A 27-year-old-man was admitted with fever and elevated inflammatory parameters, attributed to multiple small lung abscesses. At admission a continuous systolic–diastolic murmur was heard from the left sternal edge to the apex. Workup included transthoracic echocardiography, which revealed a restrictive perimembranous ventricular septal defect (VSD) (velocity 4.89 m/s) partly covered by a previously unknown typically aneurysmal tricuspid valve (TV) (Figure 1A and B). A vegetation was present on the atrial side of the TV (Figure 1C), but there was also an image suggestive of vegetation attached to the VSD (white arrow). Aortic valve involvement with two vegetations and severe regurgitation was also demonstrated (Figure 1D).
Transthoracic echocardiography. (A) Parasternal long-axis view with color Doppler disclosing a left-to-right shunt through a ventricular septal defect (VSD). (B) Parasternal short-axis view showing lack of support of the aortic valve, leading to a diagnosis of perimembranous VSD, vegetation attached to the atrial side of the tricuspid valve, and aneurysmatic image of the tricuspid valve, difficult to distinguish from a vegetation attached to the membranous portion of the VSD. (C) Apical 4-chamber view confirming the presence of the vegetation attached to the atrial side of the tricuspid valve. (D) Parasternal long-axis view displaying the vegetations attached to the right and non-coronary aortic cusps.
The unusual presence of vegetation at the VSD and the characteristic prolapse of the right aortic cusp with the attached vegetation (Figure 2) were confirmed by transesophageal echocardiography.
Transesophageal echocardiography (TEE). (A) TEE at 131° disclosing a vegetation attached to the VSD protruding into the right ventricle (orange arrow) with prolapse of the right aortic cusp and the vegetation attached to the VSD. (B) TEE at 0° shows the aneurysm of the septal leaflet of the tricuspid valve (white arrow) and the vegetation on the atrial side (yellow arrow).

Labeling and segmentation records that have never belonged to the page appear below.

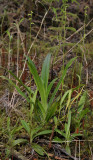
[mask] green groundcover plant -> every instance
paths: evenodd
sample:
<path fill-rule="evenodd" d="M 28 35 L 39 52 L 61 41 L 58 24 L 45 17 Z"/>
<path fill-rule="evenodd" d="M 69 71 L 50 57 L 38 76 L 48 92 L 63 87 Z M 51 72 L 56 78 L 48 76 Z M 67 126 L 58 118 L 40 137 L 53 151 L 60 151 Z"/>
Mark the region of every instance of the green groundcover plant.
<path fill-rule="evenodd" d="M 27 92 L 27 95 L 25 92 L 23 92 L 18 85 L 14 83 L 11 79 L 8 79 L 7 77 L 1 76 L 4 79 L 7 79 L 11 85 L 13 85 L 18 93 L 23 96 L 26 101 L 30 104 L 30 111 L 29 111 L 29 120 L 21 119 L 21 125 L 29 135 L 29 143 L 31 144 L 31 147 L 40 155 L 44 155 L 45 150 L 39 146 L 38 144 L 34 143 L 34 139 L 37 136 L 46 135 L 52 133 L 52 130 L 45 129 L 46 124 L 50 121 L 50 119 L 54 116 L 55 112 L 58 108 L 58 102 L 57 98 L 55 98 L 59 87 L 64 82 L 64 78 L 66 76 L 68 68 L 71 66 L 72 62 L 76 59 L 71 59 L 66 67 L 64 68 L 62 77 L 59 79 L 57 86 L 55 87 L 54 91 L 52 92 L 52 95 L 50 96 L 51 89 L 53 87 L 53 84 L 55 83 L 56 79 L 53 79 L 49 83 L 49 68 L 50 68 L 50 60 L 51 60 L 51 54 L 48 54 L 44 60 L 41 76 L 39 76 L 37 69 L 32 62 L 32 60 L 26 56 L 27 64 L 30 70 L 30 73 L 33 75 L 35 84 L 36 84 L 36 90 L 33 91 L 31 87 L 28 87 L 25 85 L 16 75 L 14 75 L 11 71 L 9 73 L 21 84 L 25 91 Z M 38 97 L 37 93 L 39 92 L 40 97 Z M 39 122 L 38 122 L 39 119 Z M 36 120 L 36 122 L 34 121 Z M 47 154 L 47 153 L 46 153 Z"/>

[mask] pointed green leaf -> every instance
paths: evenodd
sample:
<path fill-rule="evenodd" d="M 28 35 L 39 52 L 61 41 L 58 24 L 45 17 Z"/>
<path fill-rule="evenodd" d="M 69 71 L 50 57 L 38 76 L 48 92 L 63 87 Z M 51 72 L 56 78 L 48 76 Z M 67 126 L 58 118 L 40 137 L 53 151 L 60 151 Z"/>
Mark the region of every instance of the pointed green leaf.
<path fill-rule="evenodd" d="M 24 127 L 24 129 L 27 131 L 27 133 L 30 135 L 30 126 L 25 120 L 21 120 L 21 124 Z"/>
<path fill-rule="evenodd" d="M 56 80 L 57 80 L 57 78 L 53 79 L 53 80 L 50 82 L 50 84 L 48 85 L 48 88 L 47 88 L 47 98 L 48 98 L 48 95 L 49 95 L 49 93 L 50 93 L 50 91 L 51 91 L 51 88 L 52 88 L 52 86 L 53 86 L 53 84 L 55 83 Z"/>
<path fill-rule="evenodd" d="M 39 75 L 37 73 L 37 69 L 36 69 L 34 63 L 31 61 L 31 59 L 28 56 L 26 56 L 26 58 L 28 60 L 28 66 L 29 66 L 30 72 L 32 73 L 34 81 L 35 81 L 35 83 L 38 87 L 38 91 L 39 91 L 40 96 L 41 96 L 42 104 L 44 105 L 45 110 L 47 110 L 46 92 L 45 92 L 45 89 L 44 89 L 44 84 L 42 82 L 42 79 L 39 77 Z"/>
<path fill-rule="evenodd" d="M 32 148 L 41 156 L 44 156 L 44 149 L 38 144 L 32 144 Z"/>
<path fill-rule="evenodd" d="M 48 54 L 44 60 L 42 72 L 41 72 L 41 78 L 44 82 L 44 87 L 46 90 L 47 90 L 48 78 L 49 78 L 50 58 L 51 58 L 51 54 Z"/>

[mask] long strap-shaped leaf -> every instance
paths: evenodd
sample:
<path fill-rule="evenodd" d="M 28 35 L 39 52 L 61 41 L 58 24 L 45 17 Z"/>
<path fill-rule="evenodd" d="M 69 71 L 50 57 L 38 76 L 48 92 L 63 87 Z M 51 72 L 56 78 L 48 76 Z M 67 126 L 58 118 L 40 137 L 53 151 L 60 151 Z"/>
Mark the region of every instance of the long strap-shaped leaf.
<path fill-rule="evenodd" d="M 50 58 L 51 58 L 51 54 L 48 54 L 44 60 L 44 63 L 42 66 L 42 72 L 41 72 L 41 78 L 44 82 L 44 87 L 46 90 L 47 90 L 47 86 L 48 86 Z"/>
<path fill-rule="evenodd" d="M 36 86 L 38 87 L 38 90 L 41 96 L 42 105 L 44 106 L 44 109 L 47 110 L 47 100 L 46 100 L 46 92 L 44 89 L 44 83 L 42 79 L 39 77 L 34 63 L 31 61 L 31 59 L 28 56 L 26 56 L 26 58 L 28 60 L 28 66 L 29 66 L 30 72 L 32 73 Z"/>

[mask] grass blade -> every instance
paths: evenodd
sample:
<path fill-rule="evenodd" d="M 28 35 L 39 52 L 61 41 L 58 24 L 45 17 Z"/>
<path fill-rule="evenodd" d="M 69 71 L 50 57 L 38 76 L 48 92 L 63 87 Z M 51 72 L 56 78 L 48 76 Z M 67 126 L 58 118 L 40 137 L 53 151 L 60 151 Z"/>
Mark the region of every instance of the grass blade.
<path fill-rule="evenodd" d="M 48 78 L 49 78 L 50 58 L 51 58 L 51 54 L 48 54 L 44 60 L 42 72 L 41 72 L 41 78 L 44 82 L 44 87 L 46 90 L 47 90 Z"/>

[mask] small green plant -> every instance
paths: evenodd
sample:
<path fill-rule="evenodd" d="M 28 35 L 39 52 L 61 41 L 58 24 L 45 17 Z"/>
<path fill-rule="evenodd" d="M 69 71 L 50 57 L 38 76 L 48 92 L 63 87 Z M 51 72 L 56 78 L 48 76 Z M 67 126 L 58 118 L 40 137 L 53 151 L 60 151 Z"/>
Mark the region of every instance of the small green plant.
<path fill-rule="evenodd" d="M 56 93 L 58 92 L 61 83 L 64 81 L 67 69 L 71 66 L 72 62 L 76 59 L 76 57 L 71 59 L 69 63 L 66 65 L 62 77 L 60 78 L 51 96 L 49 95 L 51 92 L 51 88 L 54 82 L 57 80 L 53 79 L 50 82 L 50 84 L 48 83 L 51 54 L 48 54 L 44 60 L 41 76 L 38 75 L 37 69 L 32 60 L 28 56 L 26 56 L 26 58 L 30 72 L 32 73 L 35 84 L 37 86 L 37 89 L 35 91 L 31 90 L 31 87 L 26 86 L 11 71 L 9 71 L 9 73 L 11 73 L 11 75 L 25 88 L 26 92 L 28 93 L 28 96 L 23 91 L 21 91 L 20 87 L 17 86 L 11 79 L 8 79 L 4 76 L 1 77 L 7 79 L 10 82 L 10 84 L 16 88 L 19 94 L 23 96 L 30 104 L 29 121 L 27 122 L 26 120 L 21 120 L 21 124 L 29 135 L 29 143 L 31 144 L 32 148 L 38 154 L 43 155 L 45 152 L 44 149 L 42 149 L 42 147 L 40 147 L 39 145 L 34 144 L 33 140 L 37 136 L 49 134 L 52 132 L 52 130 L 50 129 L 46 130 L 45 125 L 50 121 L 50 119 L 54 116 L 55 112 L 57 111 L 58 103 L 55 99 Z M 37 92 L 39 92 L 40 97 L 37 96 Z M 38 120 L 36 120 L 36 117 L 39 117 L 39 122 Z"/>

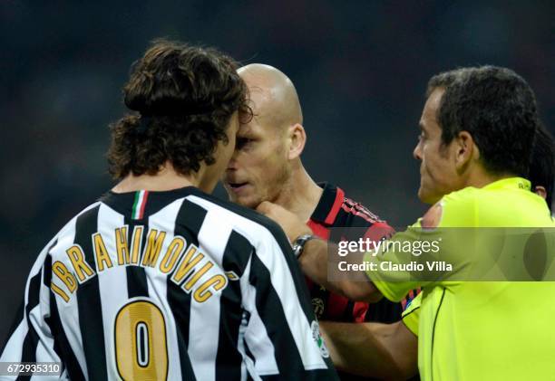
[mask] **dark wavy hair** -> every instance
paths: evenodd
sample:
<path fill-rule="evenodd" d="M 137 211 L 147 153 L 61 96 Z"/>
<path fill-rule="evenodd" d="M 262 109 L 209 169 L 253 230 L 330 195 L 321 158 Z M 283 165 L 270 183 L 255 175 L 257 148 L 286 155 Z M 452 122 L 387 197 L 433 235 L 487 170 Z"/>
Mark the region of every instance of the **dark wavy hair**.
<path fill-rule="evenodd" d="M 115 179 L 154 175 L 170 161 L 182 175 L 215 162 L 233 113 L 252 116 L 238 63 L 213 48 L 155 40 L 123 87 L 128 114 L 110 126 Z"/>
<path fill-rule="evenodd" d="M 532 191 L 538 186 L 545 188 L 545 201 L 551 210 L 555 182 L 555 142 L 551 134 L 542 125 L 536 134 L 528 179 L 531 183 Z"/>
<path fill-rule="evenodd" d="M 437 111 L 443 144 L 467 131 L 488 172 L 528 176 L 540 121 L 526 81 L 511 70 L 482 66 L 435 75 L 428 82 L 428 95 L 436 88 L 445 89 Z"/>

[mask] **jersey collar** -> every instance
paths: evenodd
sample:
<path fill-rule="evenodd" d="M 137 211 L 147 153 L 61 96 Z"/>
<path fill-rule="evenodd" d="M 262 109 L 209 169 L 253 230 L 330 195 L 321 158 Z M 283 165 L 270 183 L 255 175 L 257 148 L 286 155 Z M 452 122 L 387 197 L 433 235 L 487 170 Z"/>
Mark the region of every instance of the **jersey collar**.
<path fill-rule="evenodd" d="M 501 180 L 494 181 L 488 184 L 482 189 L 506 189 L 506 188 L 518 188 L 530 191 L 531 189 L 531 183 L 522 177 L 509 177 L 502 178 Z"/>

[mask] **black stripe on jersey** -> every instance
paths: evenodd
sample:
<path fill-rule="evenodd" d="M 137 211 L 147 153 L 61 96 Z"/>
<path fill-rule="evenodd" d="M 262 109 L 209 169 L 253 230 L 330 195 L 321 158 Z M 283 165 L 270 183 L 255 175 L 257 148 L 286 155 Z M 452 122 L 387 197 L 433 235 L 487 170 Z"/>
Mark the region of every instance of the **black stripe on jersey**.
<path fill-rule="evenodd" d="M 43 281 L 44 286 L 50 288 L 52 281 L 52 256 L 46 255 L 44 260 L 44 276 Z M 54 338 L 54 351 L 58 355 L 58 357 L 62 360 L 62 372 L 63 368 L 67 368 L 69 377 L 72 380 L 84 380 L 84 375 L 83 369 L 75 357 L 75 354 L 72 350 L 65 331 L 62 326 L 60 320 L 60 313 L 58 312 L 58 305 L 56 303 L 56 297 L 54 292 L 50 292 L 50 317 L 44 319 L 44 322 L 50 328 L 52 336 Z"/>
<path fill-rule="evenodd" d="M 144 219 L 141 221 L 145 221 Z M 127 228 L 127 245 L 129 250 L 131 250 L 131 238 L 133 236 L 133 230 L 135 226 L 143 226 L 142 237 L 141 239 L 141 247 L 144 250 L 144 243 L 146 243 L 146 237 L 148 235 L 148 225 L 139 224 L 137 220 L 133 220 L 129 216 L 125 216 L 125 224 Z M 141 262 L 141 253 L 139 253 L 139 262 Z M 127 272 L 127 295 L 129 298 L 134 298 L 137 296 L 149 296 L 149 286 L 147 283 L 146 271 L 141 266 L 131 265 L 125 269 Z"/>
<path fill-rule="evenodd" d="M 224 271 L 233 271 L 240 277 L 245 271 L 252 251 L 250 243 L 239 233 L 232 231 L 222 258 Z M 219 334 L 216 355 L 217 380 L 241 377 L 243 358 L 238 350 L 238 343 L 242 317 L 241 285 L 237 279 L 229 281 L 220 297 Z"/>
<path fill-rule="evenodd" d="M 248 281 L 257 290 L 257 310 L 274 346 L 280 378 L 303 379 L 305 375 L 298 373 L 299 369 L 304 369 L 303 361 L 289 326 L 286 323 L 285 311 L 271 283 L 270 272 L 256 252 L 252 255 L 251 261 Z"/>
<path fill-rule="evenodd" d="M 34 275 L 29 281 L 29 291 L 27 292 L 27 304 L 25 305 L 25 319 L 27 320 L 27 334 L 23 342 L 23 350 L 21 354 L 22 362 L 35 362 L 36 361 L 36 346 L 39 342 L 39 336 L 31 323 L 29 314 L 31 310 L 39 304 L 39 296 L 41 292 L 41 271 Z M 19 378 L 19 377 L 18 377 Z"/>
<path fill-rule="evenodd" d="M 206 210 L 200 205 L 184 200 L 178 212 L 174 234 L 180 235 L 188 244 L 199 245 L 199 232 L 206 217 Z M 187 353 L 189 347 L 189 326 L 190 321 L 190 295 L 170 280 L 168 276 L 167 299 L 170 309 L 175 319 L 178 347 L 180 348 L 180 363 L 181 364 L 181 376 L 183 379 L 194 380 L 195 374 Z"/>
<path fill-rule="evenodd" d="M 281 227 L 279 227 L 278 224 L 276 224 L 274 221 L 270 220 L 267 216 L 262 215 L 250 209 L 247 209 L 246 207 L 229 203 L 228 201 L 219 200 L 209 195 L 203 194 L 200 196 L 205 200 L 208 200 L 213 204 L 216 204 L 217 205 L 219 205 L 229 210 L 229 212 L 233 212 L 242 217 L 245 217 L 252 222 L 255 222 L 264 226 L 270 232 L 270 233 L 272 234 L 272 236 L 279 245 L 279 248 L 284 253 L 284 258 L 286 259 L 287 267 L 289 268 L 291 275 L 293 276 L 295 290 L 297 291 L 297 294 L 298 295 L 298 299 L 301 301 L 303 311 L 305 312 L 305 315 L 307 316 L 308 321 L 315 320 L 314 310 L 312 310 L 312 304 L 310 302 L 310 294 L 308 292 L 308 289 L 307 288 L 307 281 L 305 281 L 305 276 L 300 271 L 300 267 L 297 262 L 297 258 L 295 258 L 295 255 L 293 254 L 293 249 L 291 248 L 291 244 L 289 243 L 289 241 Z"/>
<path fill-rule="evenodd" d="M 23 319 L 25 319 L 25 317 L 24 316 L 24 310 L 25 310 L 25 300 L 24 299 L 24 300 L 19 304 L 19 307 L 17 308 L 17 312 L 15 313 L 15 319 L 14 319 L 12 322 L 12 326 L 10 327 L 10 329 L 7 332 L 7 335 L 4 338 L 4 340 L 2 341 L 4 344 L 2 344 L 2 347 L 0 347 L 0 355 L 3 354 L 4 351 L 5 350 L 5 347 L 7 346 L 8 340 L 14 335 L 14 333 L 15 332 L 15 329 L 17 329 L 17 327 L 19 327 Z"/>
<path fill-rule="evenodd" d="M 74 243 L 81 245 L 84 252 L 85 262 L 93 269 L 96 266 L 94 265 L 94 253 L 91 237 L 98 231 L 99 209 L 100 205 L 86 211 L 77 217 L 75 223 Z M 98 274 L 95 274 L 77 288 L 77 305 L 83 348 L 87 362 L 89 378 L 92 380 L 108 379 L 102 300 L 98 281 Z"/>

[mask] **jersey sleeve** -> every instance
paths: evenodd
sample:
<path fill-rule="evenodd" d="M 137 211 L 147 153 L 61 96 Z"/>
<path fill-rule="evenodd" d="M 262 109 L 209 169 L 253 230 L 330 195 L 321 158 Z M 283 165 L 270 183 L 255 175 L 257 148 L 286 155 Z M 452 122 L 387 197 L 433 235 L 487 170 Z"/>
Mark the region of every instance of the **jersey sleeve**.
<path fill-rule="evenodd" d="M 2 349 L 0 362 L 62 363 L 60 356 L 54 349 L 55 338 L 48 324 L 52 291 L 48 281 L 49 271 L 45 270 L 47 268 L 45 259 L 51 247 L 52 243 L 41 252 L 31 269 L 25 284 L 22 309 L 15 317 L 12 331 Z M 66 376 L 63 371 L 59 376 L 60 379 Z M 5 379 L 16 377 L 15 375 L 12 377 L 6 376 Z"/>
<path fill-rule="evenodd" d="M 240 281 L 243 357 L 251 376 L 337 379 L 304 278 L 283 233 L 260 239 Z"/>
<path fill-rule="evenodd" d="M 413 299 L 403 311 L 403 323 L 411 332 L 418 336 L 418 324 L 420 319 L 420 304 L 422 292 Z"/>

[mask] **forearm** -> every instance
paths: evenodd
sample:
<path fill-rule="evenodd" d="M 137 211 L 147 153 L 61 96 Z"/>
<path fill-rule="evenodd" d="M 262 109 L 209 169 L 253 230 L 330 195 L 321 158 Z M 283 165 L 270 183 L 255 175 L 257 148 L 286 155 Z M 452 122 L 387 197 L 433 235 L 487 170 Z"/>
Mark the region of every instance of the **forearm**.
<path fill-rule="evenodd" d="M 338 261 L 339 257 L 329 256 L 331 262 L 328 262 L 328 245 L 335 245 L 335 243 L 320 239 L 314 239 L 307 243 L 299 258 L 303 272 L 315 282 L 353 300 L 368 302 L 379 300 L 382 294 L 363 271 L 350 272 L 348 280 L 333 281 L 329 280 L 327 266 L 336 265 L 334 261 Z M 336 252 L 336 250 L 335 252 Z"/>
<path fill-rule="evenodd" d="M 364 376 L 404 379 L 384 337 L 391 325 L 320 322 L 320 330 L 337 369 Z"/>

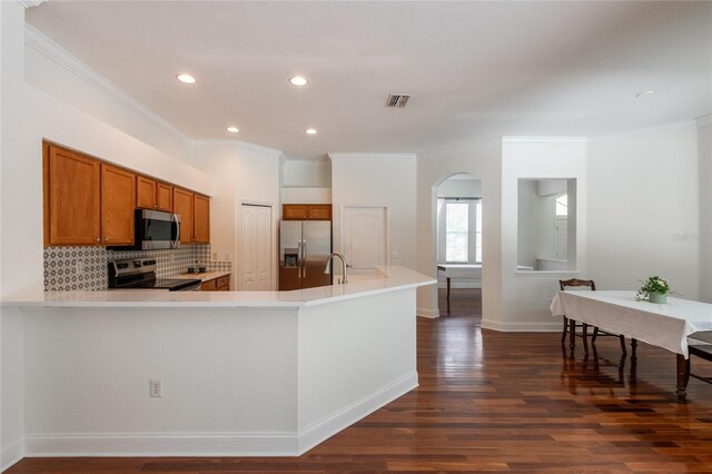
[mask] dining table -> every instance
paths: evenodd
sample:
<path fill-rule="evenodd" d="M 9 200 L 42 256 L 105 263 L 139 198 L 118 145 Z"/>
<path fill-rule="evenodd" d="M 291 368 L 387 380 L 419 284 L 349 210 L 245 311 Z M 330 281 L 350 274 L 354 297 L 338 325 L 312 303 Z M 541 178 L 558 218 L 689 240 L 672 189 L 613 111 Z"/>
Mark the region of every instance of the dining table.
<path fill-rule="evenodd" d="M 565 315 L 676 354 L 678 402 L 686 403 L 689 338 L 703 335 L 704 339 L 712 334 L 712 304 L 678 297 L 656 304 L 636 300 L 635 294 L 635 290 L 558 292 L 550 309 L 553 316 Z"/>

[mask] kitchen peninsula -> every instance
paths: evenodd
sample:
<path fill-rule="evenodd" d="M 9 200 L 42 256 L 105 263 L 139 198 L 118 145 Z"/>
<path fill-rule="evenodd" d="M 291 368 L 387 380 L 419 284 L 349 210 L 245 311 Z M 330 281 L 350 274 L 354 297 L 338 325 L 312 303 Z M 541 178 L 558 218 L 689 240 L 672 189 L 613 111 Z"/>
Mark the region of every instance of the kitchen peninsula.
<path fill-rule="evenodd" d="M 6 299 L 24 453 L 299 455 L 417 386 L 415 290 L 434 283 L 389 267 L 294 292 Z"/>

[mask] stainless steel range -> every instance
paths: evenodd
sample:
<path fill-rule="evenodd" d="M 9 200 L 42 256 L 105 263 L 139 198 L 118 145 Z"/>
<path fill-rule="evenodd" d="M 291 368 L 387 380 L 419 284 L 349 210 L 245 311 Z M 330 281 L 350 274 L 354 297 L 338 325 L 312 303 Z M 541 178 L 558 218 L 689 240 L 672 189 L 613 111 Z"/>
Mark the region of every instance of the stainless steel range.
<path fill-rule="evenodd" d="M 167 289 L 169 292 L 197 292 L 199 279 L 156 278 L 155 258 L 123 258 L 109 261 L 109 288 L 112 289 Z"/>

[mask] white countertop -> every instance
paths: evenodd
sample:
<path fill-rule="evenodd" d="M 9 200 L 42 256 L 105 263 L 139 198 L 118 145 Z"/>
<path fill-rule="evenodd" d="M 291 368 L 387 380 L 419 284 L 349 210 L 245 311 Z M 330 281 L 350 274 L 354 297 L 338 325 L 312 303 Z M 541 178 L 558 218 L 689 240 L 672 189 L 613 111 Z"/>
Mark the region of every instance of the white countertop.
<path fill-rule="evenodd" d="M 170 275 L 167 278 L 178 278 L 178 279 L 200 279 L 200 282 L 206 283 L 211 279 L 220 278 L 222 276 L 227 276 L 233 271 L 204 271 L 201 274 L 178 274 Z"/>
<path fill-rule="evenodd" d="M 4 307 L 300 307 L 434 285 L 437 282 L 405 267 L 379 268 L 372 279 L 293 292 L 30 292 L 4 298 Z M 219 274 L 219 273 L 215 273 Z M 196 277 L 197 275 L 191 275 Z M 215 278 L 215 277 L 212 277 Z M 211 278 L 208 278 L 211 279 Z"/>

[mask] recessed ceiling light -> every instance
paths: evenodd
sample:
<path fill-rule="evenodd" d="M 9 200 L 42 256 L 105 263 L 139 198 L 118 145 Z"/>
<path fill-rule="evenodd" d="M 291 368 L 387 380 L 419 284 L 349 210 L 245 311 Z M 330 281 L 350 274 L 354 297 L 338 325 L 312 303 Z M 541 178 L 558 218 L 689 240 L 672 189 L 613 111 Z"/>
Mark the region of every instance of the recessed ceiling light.
<path fill-rule="evenodd" d="M 301 76 L 295 76 L 289 79 L 289 82 L 291 82 L 293 86 L 301 87 L 307 85 L 307 79 Z"/>
<path fill-rule="evenodd" d="M 176 79 L 178 79 L 180 82 L 185 82 L 185 83 L 196 83 L 196 78 L 194 78 L 192 76 L 187 75 L 185 72 L 176 76 Z"/>

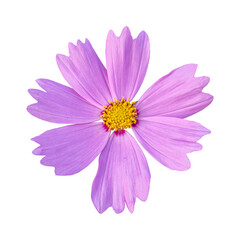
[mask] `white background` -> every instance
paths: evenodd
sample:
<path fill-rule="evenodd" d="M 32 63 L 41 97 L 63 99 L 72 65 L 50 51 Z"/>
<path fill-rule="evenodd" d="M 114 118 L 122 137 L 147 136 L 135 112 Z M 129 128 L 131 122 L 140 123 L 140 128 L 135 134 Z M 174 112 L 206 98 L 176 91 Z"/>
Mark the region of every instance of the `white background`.
<path fill-rule="evenodd" d="M 0 239 L 240 239 L 239 1 L 1 1 Z M 105 64 L 108 30 L 145 30 L 150 64 L 136 99 L 158 78 L 187 63 L 211 77 L 211 106 L 191 117 L 212 130 L 189 154 L 192 168 L 172 171 L 146 152 L 151 188 L 135 211 L 100 215 L 90 193 L 97 160 L 68 177 L 32 155 L 30 138 L 60 125 L 32 117 L 35 79 L 67 84 L 56 62 L 68 42 L 88 38 Z"/>

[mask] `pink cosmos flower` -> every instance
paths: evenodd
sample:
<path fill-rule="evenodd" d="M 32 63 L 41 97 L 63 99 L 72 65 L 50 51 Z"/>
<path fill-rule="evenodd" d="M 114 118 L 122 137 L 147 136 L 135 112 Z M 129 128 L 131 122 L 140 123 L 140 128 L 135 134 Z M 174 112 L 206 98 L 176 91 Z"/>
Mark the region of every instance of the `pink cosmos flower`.
<path fill-rule="evenodd" d="M 72 87 L 47 79 L 30 89 L 37 103 L 27 110 L 40 119 L 71 124 L 44 132 L 32 140 L 41 163 L 55 167 L 56 175 L 71 175 L 87 167 L 99 154 L 92 201 L 102 213 L 134 210 L 136 197 L 145 201 L 150 171 L 136 140 L 160 163 L 187 170 L 187 153 L 202 146 L 197 141 L 208 129 L 184 120 L 207 107 L 213 97 L 203 93 L 208 77 L 195 77 L 196 64 L 184 65 L 160 78 L 137 102 L 131 102 L 145 77 L 150 55 L 149 38 L 133 39 L 127 27 L 117 37 L 110 31 L 106 66 L 88 40 L 69 44 L 69 57 L 57 55 L 58 67 Z M 101 120 L 101 121 L 99 121 Z"/>

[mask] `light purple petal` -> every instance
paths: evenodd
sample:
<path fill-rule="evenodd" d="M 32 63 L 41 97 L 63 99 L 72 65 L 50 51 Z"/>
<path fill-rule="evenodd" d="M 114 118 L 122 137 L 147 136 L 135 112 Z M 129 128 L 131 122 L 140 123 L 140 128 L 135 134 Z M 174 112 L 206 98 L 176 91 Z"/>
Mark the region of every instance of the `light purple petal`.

Beside lung abscesses from embolization of the right-sided vegetations, left heart failure symptoms developed. Blood cultures were negative due to prior antibiotic administration. After 25 days of empirical antibiotic therapy for infectious endocarditis (IE) surgery was performed. Debridement of vegetations and infected tissue, followed by replacement of the aortic valve by a mechanical valve, tricuspid valve remodeling annuloplasty and VSD repair were performed. Recovery from surgery was uneventful and six weeks of antibiotic therapy were completed.
IE with involvement of left- and right-sided valves owing to a perimembranous VSD is an unusual presentation and requires a high degree of suspicion, particularly if the presence of congenital heart disease is unknown. Vegetations attached to the VSD are particularly difficult to diagnose.